Gravity had set its seal on all three faces. Each was conscious of the same fear—the fear they could not put into words.
“But why do you take Orion?” asked Nick. “The little thoroughbred mare—Redwing—would do the journey quicker and he lighter of foot over any marshy ground on the Moor.”
“Orion can go where he chooses,” returned Tormarin. “And he’ll choose to-night. Redwing is a little bit of a thing, though she’s game as a pebble. But she couldn’t carry—two.”
The significance of Tormarin’s choice of his big roan hunter, three-parts thoroughbred and standing sixteen hands, came home to Nick. He nodded without comment.
Silently he and Lady Anne accompanied Blaise into the hall. From the gravelled drive outside came the impatient stamping of Orion’s iron-shod hoofs. Just at the last Lady Anne clung to her son’s arm.

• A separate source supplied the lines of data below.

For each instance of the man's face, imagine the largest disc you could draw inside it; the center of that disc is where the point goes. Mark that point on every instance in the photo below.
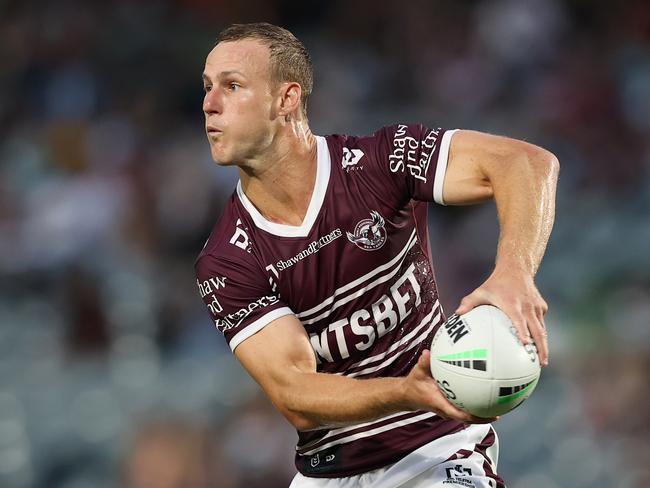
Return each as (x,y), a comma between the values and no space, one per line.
(238,102)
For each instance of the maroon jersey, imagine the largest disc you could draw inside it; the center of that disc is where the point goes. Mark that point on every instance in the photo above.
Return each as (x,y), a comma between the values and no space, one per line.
(357,274)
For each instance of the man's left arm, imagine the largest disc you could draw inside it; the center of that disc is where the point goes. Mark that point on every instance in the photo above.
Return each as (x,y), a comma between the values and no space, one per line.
(521,178)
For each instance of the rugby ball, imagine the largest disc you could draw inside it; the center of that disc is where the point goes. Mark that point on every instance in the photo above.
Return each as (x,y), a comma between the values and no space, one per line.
(480,365)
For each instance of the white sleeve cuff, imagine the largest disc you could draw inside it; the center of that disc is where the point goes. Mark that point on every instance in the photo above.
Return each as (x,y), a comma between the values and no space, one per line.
(258,325)
(441,166)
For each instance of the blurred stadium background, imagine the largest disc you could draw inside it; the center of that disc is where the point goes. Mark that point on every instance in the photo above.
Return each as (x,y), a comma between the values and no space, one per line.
(110,371)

“You’ll bring her back, Blaise?” she urged, a quiver in her voice.
“I’ll bring her back, madonna,” he answered quietly. “Don’t worry.”
A minute later he and the great roan horse were lost to sight in the mirk of the night. Only the beat of galloping hoofs was flung back to the two who were left to watch and wait, muffled and vague through the shrouding mist like the sound of a distant drum.